Nobody makes better beer than Downingtown, Pennsylvania's Victory Brewing Company. Victory's flagship beers - the surprisingly balanced HopDevil, the big Russian imperial Storm King, the crisp and boldly-hopped Prima Pils, the hugely popular tripel Golden Monkey, the appropriately-named Hop Wallop, and the underrated helles-style Victory Lager - are hard to beat. But dare I say some of the Victory seasonals are even better? Yakima Glory, a late fall/early winter specialty, is darn near the best IPA I’ve ever tasted.

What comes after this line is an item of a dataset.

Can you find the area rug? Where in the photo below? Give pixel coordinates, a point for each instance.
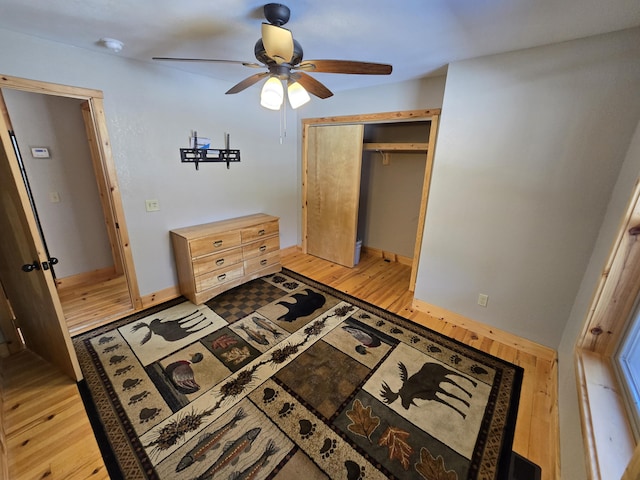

Yakima Glory, formerly known as Yakima Twilight, is more flavorful than the HopDevil and better-balanced than the Hop Wallop. It’s by definition a black IPA but actually pours a brownish red color. As you would expect from an ale that showcases the world-famous hops of Yakima Valley, Washington, it’s very hop-forward in taste. It hits straight off with a huge and delicious floral hop blast, tickles the taste buds with some sweet roasted malts, and closes with an enormous grapefruity finish. The IPA is not my favorite beer style, but it has been rising up the charts the last year or two. And if more IPAs were like this one, I'd be all-in! Somehow the Yakima Glory manages to taste both dominantly hoppy and beautifully balanced - perhaps coming on a little strong upon first sip but ultimately going down silky smooth and leaving me thirsty for more. The grapefruit finish is pronounced and lingering - but this is one aftertaste that I'm not dying to obliterate. And although it's the dark malt presence that makes this ale different from Victory's year-round IPAs, the best part of drinking a Yakima Glory is that first hoppy sip. Mmmmm! One doesn't always think of an IPA as a session beer, but I could drink two or three of these easily!
The Yakima Valley, uniquely situated on the 47th parallel, has those long summer days farmers need to grow good hops. The valley produces 30 percent of the world’s beer hops and three-quarters of America’s. I'm not going to say that one taste of the Yakima Glory will compel you to fly out to Washington state and kiss the ground its hops were grown in. Then again, I'm not going to say it won't.